Body Exhibit Draws Crowds and Criticism

Writer Janna Winter, Photography Nicole Caldwell
Columbia News Service
Mar. 29, 2006
[From AZCentral.com]
Photo caption: Dr. Todd Olson, chair of the Anatomical Committee of the Associated Medical Schools of New York, stands with a cadaver under a sheet at Albert Einstein College of Medicine in the Bronx, N.Y.

NEW YORK -- Reflexology students Siobhan Bedell and Sandy Kovan walked through the black-walled gallery stopping in front of a body lying in repose, deboned like a fish.

They made their way through the exhibits,
past a fetus hanging from a sliced-open belly, following the crowd to another dimly lighted room of nameless cadavers. And they pondered the idea of donating their bodies to such a show when they die.

"I wouldn't do it on the spot," Kovan said. "I mean, who are these people?"

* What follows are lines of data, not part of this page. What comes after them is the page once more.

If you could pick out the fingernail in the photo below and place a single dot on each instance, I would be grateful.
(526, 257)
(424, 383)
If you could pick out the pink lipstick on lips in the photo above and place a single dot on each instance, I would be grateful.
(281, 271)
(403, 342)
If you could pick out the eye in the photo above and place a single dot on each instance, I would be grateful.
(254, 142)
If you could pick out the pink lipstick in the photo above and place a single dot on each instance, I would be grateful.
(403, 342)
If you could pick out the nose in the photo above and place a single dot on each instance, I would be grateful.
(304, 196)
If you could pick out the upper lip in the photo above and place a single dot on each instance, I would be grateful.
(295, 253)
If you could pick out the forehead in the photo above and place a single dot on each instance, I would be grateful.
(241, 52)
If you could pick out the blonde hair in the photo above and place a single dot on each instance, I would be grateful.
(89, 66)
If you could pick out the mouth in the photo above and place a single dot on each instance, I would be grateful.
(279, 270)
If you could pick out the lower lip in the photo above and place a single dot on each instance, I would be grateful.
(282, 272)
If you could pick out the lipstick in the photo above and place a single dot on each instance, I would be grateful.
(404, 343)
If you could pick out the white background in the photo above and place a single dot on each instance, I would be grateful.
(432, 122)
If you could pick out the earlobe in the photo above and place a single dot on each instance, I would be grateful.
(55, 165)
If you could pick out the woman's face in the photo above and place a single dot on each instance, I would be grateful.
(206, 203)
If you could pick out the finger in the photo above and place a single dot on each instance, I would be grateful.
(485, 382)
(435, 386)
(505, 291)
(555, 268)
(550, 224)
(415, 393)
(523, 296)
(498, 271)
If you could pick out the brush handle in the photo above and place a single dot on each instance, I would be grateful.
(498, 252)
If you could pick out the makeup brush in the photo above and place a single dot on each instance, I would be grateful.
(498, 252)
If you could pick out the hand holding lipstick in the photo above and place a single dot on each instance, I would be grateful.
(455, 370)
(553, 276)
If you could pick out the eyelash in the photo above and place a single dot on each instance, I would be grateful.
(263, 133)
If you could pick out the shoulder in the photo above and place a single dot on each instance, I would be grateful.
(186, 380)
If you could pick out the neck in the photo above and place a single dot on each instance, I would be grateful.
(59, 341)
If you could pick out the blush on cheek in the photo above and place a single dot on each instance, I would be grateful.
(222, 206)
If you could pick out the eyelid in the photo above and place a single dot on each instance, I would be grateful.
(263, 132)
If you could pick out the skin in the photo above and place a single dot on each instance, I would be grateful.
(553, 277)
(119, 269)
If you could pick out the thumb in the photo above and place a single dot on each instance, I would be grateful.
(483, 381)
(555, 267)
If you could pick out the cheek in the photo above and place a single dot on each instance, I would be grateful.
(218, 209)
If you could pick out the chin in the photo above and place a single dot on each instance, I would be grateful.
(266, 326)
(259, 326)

Bedell and Kovan were at "BODIES...The Exhibit," at the South Street Seaport in New York City, one of at least five competing exhibits touring the country that display cadavers in various states of disassembly. The first one, launched in July 2004, was Gunther von Hagens' Body World in Los Angeles. The South Street Seaport show, which opened in November, has drawn crowds of the curious. But it's also raising concerns among medical education experts who fear these museum exhibits are flouting antiquated or lax laws regarding the possession and transportation of human cadavers.